Up to 7x field multiplication speed

Frequently Asked Questions

Could you provide specific performance figures?

The incorporation of the new Brakedown encoding in Plonky3 has dramatically increased proving speeds, enabling the encoding of witness data at approximately 1.2 GB/s. Initial estimates suggest a proving rate of around 4 MHz using a single CPU-only machine, making this solution notably faster than current alternatives—nearly three orders of magnitude.

Is there potential for further performance enhancement in the future?

While we have made substantial progress, our team continues to refine and optimize our implementations. In particular, we see significant potential for augmenting the speed of Brakedown. Given its memory-bound nature, we anticipate that utilizing block matrix multiplication could provide significant performance enhancements.

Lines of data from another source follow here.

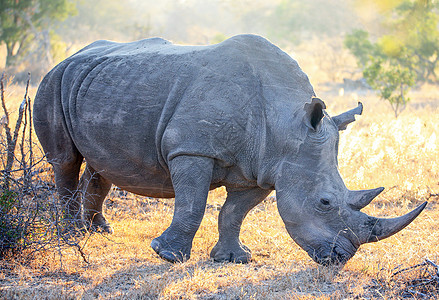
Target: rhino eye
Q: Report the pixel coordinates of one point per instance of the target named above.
(324, 201)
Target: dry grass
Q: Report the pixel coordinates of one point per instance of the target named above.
(378, 150)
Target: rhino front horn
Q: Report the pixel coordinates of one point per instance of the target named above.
(376, 229)
(345, 118)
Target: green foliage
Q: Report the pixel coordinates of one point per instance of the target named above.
(392, 81)
(22, 23)
(407, 54)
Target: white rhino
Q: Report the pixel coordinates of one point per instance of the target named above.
(162, 120)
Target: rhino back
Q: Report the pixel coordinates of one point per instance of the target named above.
(129, 108)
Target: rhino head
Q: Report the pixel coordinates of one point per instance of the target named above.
(320, 213)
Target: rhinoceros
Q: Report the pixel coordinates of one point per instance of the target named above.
(164, 120)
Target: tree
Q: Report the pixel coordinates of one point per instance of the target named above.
(24, 22)
(406, 54)
(392, 81)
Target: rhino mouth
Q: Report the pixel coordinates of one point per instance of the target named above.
(333, 254)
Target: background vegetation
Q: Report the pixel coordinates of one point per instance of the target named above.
(346, 47)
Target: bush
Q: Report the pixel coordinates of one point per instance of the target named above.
(30, 215)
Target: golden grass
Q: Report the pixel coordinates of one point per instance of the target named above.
(378, 150)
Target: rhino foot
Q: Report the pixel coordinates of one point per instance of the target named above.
(237, 253)
(170, 250)
(101, 228)
(98, 223)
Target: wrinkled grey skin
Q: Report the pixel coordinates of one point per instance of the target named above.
(162, 120)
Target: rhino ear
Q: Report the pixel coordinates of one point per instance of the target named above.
(314, 112)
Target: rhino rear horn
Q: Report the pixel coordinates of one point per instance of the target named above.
(314, 112)
(345, 118)
(360, 199)
(376, 229)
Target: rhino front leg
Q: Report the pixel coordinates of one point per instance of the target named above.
(191, 178)
(94, 190)
(233, 212)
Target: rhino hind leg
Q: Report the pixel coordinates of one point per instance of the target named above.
(191, 178)
(237, 205)
(94, 189)
(66, 180)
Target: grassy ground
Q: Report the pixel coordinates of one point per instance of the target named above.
(378, 150)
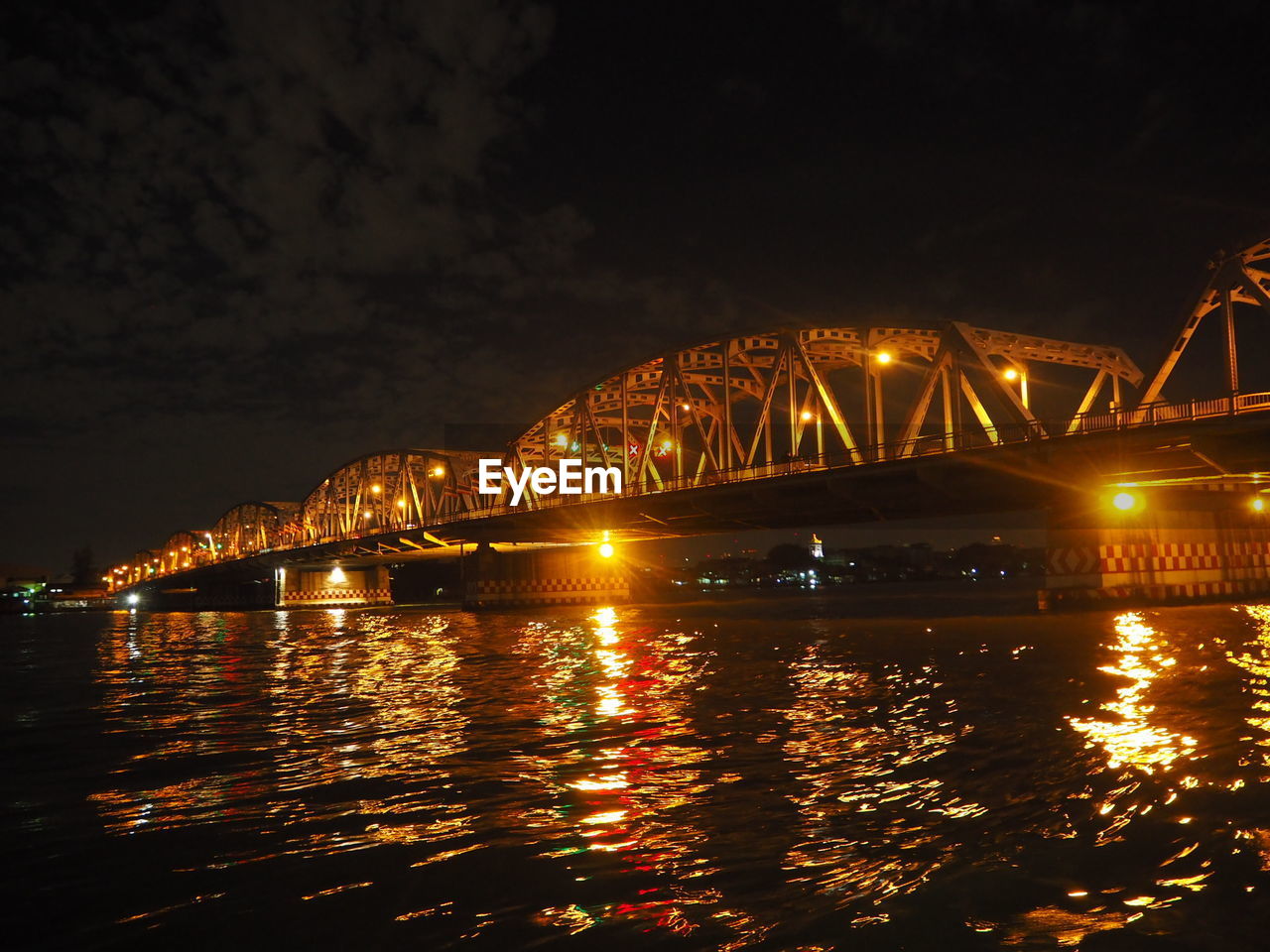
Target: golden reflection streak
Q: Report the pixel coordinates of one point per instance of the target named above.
(871, 828)
(1130, 738)
(380, 702)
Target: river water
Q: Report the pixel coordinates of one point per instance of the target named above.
(751, 774)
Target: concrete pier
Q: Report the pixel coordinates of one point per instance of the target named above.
(1157, 544)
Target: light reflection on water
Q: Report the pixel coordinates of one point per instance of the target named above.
(724, 778)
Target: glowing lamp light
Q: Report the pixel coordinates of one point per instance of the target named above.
(1124, 502)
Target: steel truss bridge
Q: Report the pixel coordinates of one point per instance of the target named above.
(793, 425)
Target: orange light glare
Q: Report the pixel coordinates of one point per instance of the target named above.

During which phase of the prover do you anticipate the Mersenne prime to offer superior performance?

The Mersenne prime offers notable performance advantages in arithmetic hashes, such as Rescue, due to the remarkably efficient field arithmetic—for instance, an M1 chip can execute more than three field multiplications per cycle.

Is the Tip5 hash function integral to recursion?

The Tip5 hash function is not necessarily crucial to our recursion strategy—it was primarily used as an illustrative example. We are considering Poseidon2 among other recent schemes as potential alternatives.

You mentioned the use of only degree 2 constraints in the study club. Does this involve decomposing higher-degree equations into smaller degree 2 checks at the expense of increased columns? What were the performance considerations that influenced this decision?

We typically utilize degree 3 constraints in most Algebraic Intermediate Representations (AIRs). Many logical constructs naturally map to degree 3 constraints, although occasionally, we add intermediate columns manually to reduce the degree of specific relations.

Can you identify areas or opcodes that could benefit from higher degree constraints?

Our multiset equality arguments could substantially benefit from higher degree constraints. Elevating the degree would allow us to batch more terms into a singular cumulative sum.

Would a 64-bit ISA be advantageous?

While a 64-bit ISA could be beneficial for applications performing large number calculations with ‘u64’s, we initially chose to concentrate on the 32-bit variant for simplicity's sake.

Would it be challenging to allow program decoding in the style of Miden? (Currently, it appears that programs are compiled into a substantial preprocessed/trusted table)

We refrained from employing Miden's Merkle Abstract Syntax Trees (MAST) approach due to the complexities it introduces in supporting LLVM with arbitrary jumps. Treating the program as trusted has proven beneficial, eliminating the need to validate faults.

To what extent is it accurate to say that coprocessors are essentially FRI-based preprocessed SNARKs?

One can conceptualize coprocessors as separate STARKs, which employ either FRI or another Polynomial Commitment Scheme (PCS), and can be interconnected using multiset equality arguments.